The improvement of roads in the late 18th century led to a growing demand for swift horses capable of transporting mail and stagecoaches. Breeders crossed Dales ponies with Norfolk Cobs and Yorkshire Roadsters, giving the breed more energy and flashier movement.
During World War I and II, the army used many Dales ponies to transport artillery, munitions, and supplies. The animals also played an important role on farms during wartime petrol rationing.
At the end of World War II, most surviving Dales ponies were abandoned in Europe and eaten by hungry Europeans. Other ponies were sent to the slaughterhouse as mechanization eliminated the need for workhorses. In 1955, the Dales Pony Society registered only four fillies as the breed neared extinction .
In the 1960s, breed enthusiasts used three Fell pony stallions to preserve the Dale pony. The breed’s numbers grew steadily in the 1970s. During the 1990s, several Dales ponies were imported to Canada and the U.S. Today, the Dales pony remains very rare, with only around 600 members of this breed existing worldwide.
What Is the Best Dales Pony Diet?
Like all ponies, the Dales requires a healthy diet that contains at least 1% of their body weight in hay, grass, or other forms of roughage.
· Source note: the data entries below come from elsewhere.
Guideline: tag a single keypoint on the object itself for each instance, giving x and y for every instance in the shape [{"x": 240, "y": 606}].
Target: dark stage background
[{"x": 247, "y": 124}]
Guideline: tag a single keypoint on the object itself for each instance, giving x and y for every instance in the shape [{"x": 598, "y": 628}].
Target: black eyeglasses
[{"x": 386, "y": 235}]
Avoid feeding your pony more than 1% of their body weight in grain to prevent colic and other digestive disorders.
It’s also crucial to ensure that your Dales pony has a consistent supply of fresh, clean water.
What Is the Typical Dales Pony Lifespan?
Ponies frequently live into their mid-20s and 30s. Proper preventative care can help extend the lifespan of the Dales pony. Experts recommend that ponies receive twice-yearly veterinary checkups and annual bloodwork once they reach their mid-teen years. Caregivers should also monitor their ponies for disease symptoms, like frequent urination, lethargy, and weight loss.
Does the Dales Pony Have Health Issues?
The Dales pony can inherit an autosomal recessive disease called foal immunodeficiency syndrome (FIS). Foals born with FIS may seem normal at first, but they typically develop symptoms around 2 to 8 weeks old. Signs of FIS include:
Symptoms of FIS worsen over time, and the disease can cause secondary infections. Veterinarians can provide antibiotics for secondary infections and supportive care, but there is no known treatment for this condition. Foals born with FIS typically die or are humanely euthanized within four months.
Both parents must carry the faulty gene that causes FIS to pass on the disease. A foal born from this mating has a 25% chance of being born with FIS. A DNA test can help breeders determine if a Dales pony is an FIS carrier.
Dales Ponies as Pets
The Dales pony is a critically endangered breed with a rich heritage. Once prized by farmers and miners, the Dales is now a versatile pet and competition horse.
Only a tiny number of Dales ponies exist today, so this breed can be hard to find. But if you have the patience to search for an available pony and are interested in contributing to rare breed conservation, a Dales pony could be a great fit.